Hal yang perlu diperhatikan adalah Perguruan Tinggi memiliki nilai strategis bagi GFI untuk menyosialisasikan visi dan misi GFI. Untuk Perguruan Tinggi program yang bisa dilakukan pada dasarnya sama dengan apa yang akan dilakukan dengan instansi pemerintah tadi. Kongkritnya, program yang bisa dikerjasamakan dengan Perguruan Tinggi adalah membuat kelas terbatas kepada mahasiswa/mahasiswi untuk tema Geopolitik-Geostrategi-Geoekonomi. Kelas terbatas ini utamanya bagi mahasiswa/mahasiswi jurusan Hubungan Internasional atau mahasiswa/mahasiswi dari disiplin ilmu lainnya yang minat dengan isu-isu global dan geopolitik.

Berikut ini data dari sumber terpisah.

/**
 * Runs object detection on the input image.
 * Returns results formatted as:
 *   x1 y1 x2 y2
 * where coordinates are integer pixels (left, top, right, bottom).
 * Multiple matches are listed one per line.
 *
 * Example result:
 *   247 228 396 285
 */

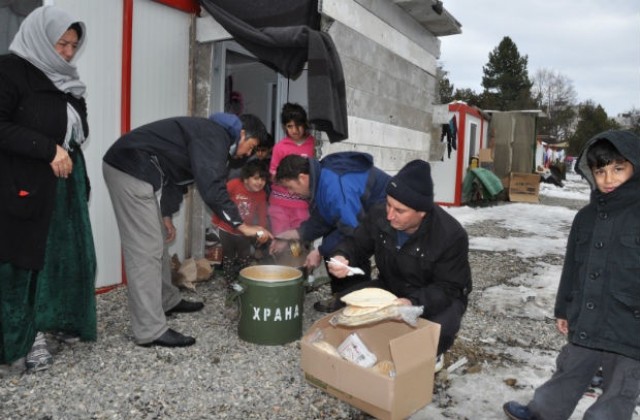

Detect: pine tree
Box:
482 36 535 111
567 101 620 155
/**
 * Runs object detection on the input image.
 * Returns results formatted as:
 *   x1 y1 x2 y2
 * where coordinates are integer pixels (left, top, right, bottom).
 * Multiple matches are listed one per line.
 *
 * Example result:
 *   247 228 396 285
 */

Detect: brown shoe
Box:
140 328 196 347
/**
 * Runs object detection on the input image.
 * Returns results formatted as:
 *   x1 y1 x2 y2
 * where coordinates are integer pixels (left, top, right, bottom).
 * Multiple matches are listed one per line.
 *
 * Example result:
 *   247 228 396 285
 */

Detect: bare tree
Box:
531 68 577 141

Pertanyaan terakhir, 11 Oktober sudah semakin dekat, lantas apa saja harapan bapak pada GFI untuk kedepannya?
Seperti keinginan kami pada awal lembaga ini kami rintis pada 2007 lalu, GFI kami proyeksikan menjadi lembaga think-tank yang kuat baik itu secara operasional seperti pendanaan pada program kerja serta semakin berkembang jangkauan kemitraan GFI, baik secara nasional maupun internasional. Ada harapan kantor juga bisa lebih besar dan struktur organisasi semakin baik, manajerial juga semakin baik. Tidak hanya itu, saya juga memiliki harapan bahwa GFI dapat seperti CSIS sebagai lembaga ‘disegani’ sebagai tempat pemikir dan paling utama adalah adanya regenerasi.